Member of the Scottish Parliament for Mid Scotland and Fife
- In office 6 May 1999 – 31 March 2003

Personal details
- Born: 21 November 1938 Chipping Norton, Oxfordshire, England
- Died: 15 November 2021 (aged 82) Redon, Ille-et-Vilaine, France
- Party: Scottish People's Alliance (2003–2010)
- Other political affiliations: Scottish Conservative (before 2003)

= Keith Harding =

Scottish Conservative politician (1938–2021)

Keith Harding (21 November 1938 – 15 November 2021) was a Scottish politician who served as a Conservative Member of the Scottish Parliament (MSP) for Mid Scotland and Fife from 1999 to 2003.

==Background==
Harding was leader of Stirling Council from 1991 to 1995. After being elected to Holyrood he was the Conservative spokesman on local government and housing.

Prior to the 2003 election he was moved from first to fifth place on the Conservative's list for Mid Scotland and Fife.

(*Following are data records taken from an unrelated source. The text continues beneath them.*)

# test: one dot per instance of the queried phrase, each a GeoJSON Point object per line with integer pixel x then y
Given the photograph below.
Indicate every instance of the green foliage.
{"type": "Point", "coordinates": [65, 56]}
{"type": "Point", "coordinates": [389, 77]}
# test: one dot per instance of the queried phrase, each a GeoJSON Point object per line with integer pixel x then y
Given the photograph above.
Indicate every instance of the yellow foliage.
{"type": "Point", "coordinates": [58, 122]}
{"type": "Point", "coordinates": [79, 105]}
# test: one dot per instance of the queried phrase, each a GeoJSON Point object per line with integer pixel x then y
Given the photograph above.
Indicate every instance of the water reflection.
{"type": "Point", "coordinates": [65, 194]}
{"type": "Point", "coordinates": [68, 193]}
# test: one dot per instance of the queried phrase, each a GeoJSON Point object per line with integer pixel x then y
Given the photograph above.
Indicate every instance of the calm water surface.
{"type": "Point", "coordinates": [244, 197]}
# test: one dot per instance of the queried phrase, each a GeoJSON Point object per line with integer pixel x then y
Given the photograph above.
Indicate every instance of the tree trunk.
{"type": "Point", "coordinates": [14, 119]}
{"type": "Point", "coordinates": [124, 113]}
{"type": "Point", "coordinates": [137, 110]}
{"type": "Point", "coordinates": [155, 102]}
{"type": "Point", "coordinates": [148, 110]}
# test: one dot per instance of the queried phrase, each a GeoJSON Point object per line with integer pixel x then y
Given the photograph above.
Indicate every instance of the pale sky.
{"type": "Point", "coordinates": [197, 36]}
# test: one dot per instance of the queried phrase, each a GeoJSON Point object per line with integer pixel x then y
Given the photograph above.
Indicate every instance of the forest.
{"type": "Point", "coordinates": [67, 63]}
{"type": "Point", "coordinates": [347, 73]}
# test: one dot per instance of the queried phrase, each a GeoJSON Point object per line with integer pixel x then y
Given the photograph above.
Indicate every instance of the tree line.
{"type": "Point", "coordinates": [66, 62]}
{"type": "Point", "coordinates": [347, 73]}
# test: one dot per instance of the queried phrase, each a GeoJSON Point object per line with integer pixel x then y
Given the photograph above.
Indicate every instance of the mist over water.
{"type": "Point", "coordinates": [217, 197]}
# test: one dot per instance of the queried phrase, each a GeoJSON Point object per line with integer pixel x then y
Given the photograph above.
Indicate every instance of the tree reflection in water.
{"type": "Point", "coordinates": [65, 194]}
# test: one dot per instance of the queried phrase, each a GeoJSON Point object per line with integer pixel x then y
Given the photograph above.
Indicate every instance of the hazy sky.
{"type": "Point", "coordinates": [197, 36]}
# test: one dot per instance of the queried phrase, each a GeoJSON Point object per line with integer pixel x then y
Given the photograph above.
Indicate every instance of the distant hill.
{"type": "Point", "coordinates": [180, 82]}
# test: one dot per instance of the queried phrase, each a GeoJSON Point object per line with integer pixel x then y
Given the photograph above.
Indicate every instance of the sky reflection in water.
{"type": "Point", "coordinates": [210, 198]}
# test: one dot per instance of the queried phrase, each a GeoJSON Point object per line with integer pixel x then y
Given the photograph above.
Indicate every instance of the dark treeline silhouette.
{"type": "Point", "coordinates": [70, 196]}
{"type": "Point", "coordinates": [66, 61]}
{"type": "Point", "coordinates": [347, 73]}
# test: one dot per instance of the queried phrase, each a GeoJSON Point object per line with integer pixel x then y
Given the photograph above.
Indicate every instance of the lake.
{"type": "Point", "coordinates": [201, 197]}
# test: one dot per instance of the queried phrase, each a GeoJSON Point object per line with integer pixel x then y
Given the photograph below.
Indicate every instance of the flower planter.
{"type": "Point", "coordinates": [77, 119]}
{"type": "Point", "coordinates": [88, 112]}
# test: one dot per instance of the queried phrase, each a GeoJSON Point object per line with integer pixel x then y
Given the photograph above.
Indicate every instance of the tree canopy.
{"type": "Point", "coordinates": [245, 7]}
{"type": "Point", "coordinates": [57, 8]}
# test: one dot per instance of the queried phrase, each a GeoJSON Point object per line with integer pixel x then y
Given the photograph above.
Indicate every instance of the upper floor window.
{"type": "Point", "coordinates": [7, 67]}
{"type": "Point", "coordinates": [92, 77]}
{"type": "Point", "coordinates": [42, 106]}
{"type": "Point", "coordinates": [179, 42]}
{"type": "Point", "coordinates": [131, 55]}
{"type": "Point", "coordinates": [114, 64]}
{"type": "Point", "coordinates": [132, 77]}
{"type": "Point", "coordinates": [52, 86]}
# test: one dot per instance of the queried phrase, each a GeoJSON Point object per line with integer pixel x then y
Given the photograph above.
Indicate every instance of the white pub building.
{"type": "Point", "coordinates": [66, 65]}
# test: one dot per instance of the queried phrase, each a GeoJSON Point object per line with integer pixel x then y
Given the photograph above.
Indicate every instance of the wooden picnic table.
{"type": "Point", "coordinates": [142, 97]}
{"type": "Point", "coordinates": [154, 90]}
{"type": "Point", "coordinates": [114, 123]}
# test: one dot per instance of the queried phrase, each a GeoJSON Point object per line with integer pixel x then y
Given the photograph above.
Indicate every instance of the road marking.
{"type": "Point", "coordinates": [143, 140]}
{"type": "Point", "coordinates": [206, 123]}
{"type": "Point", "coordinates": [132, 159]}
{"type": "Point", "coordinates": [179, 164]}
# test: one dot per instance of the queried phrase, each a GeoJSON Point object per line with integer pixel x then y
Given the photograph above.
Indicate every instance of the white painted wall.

After parliament was dissolved he defected to the newly formed Scottish People's Alliance. He subsequently fought Stirling for the SPA but came in a poor sixth place with only 642 votes (2.2%).

Harding was a member of the national policy committee of the New Party, the successor to the SPA.

Keith Harding died in Redon, Ille-et-Vilaine, France on 15 November 2021, at the age of 82.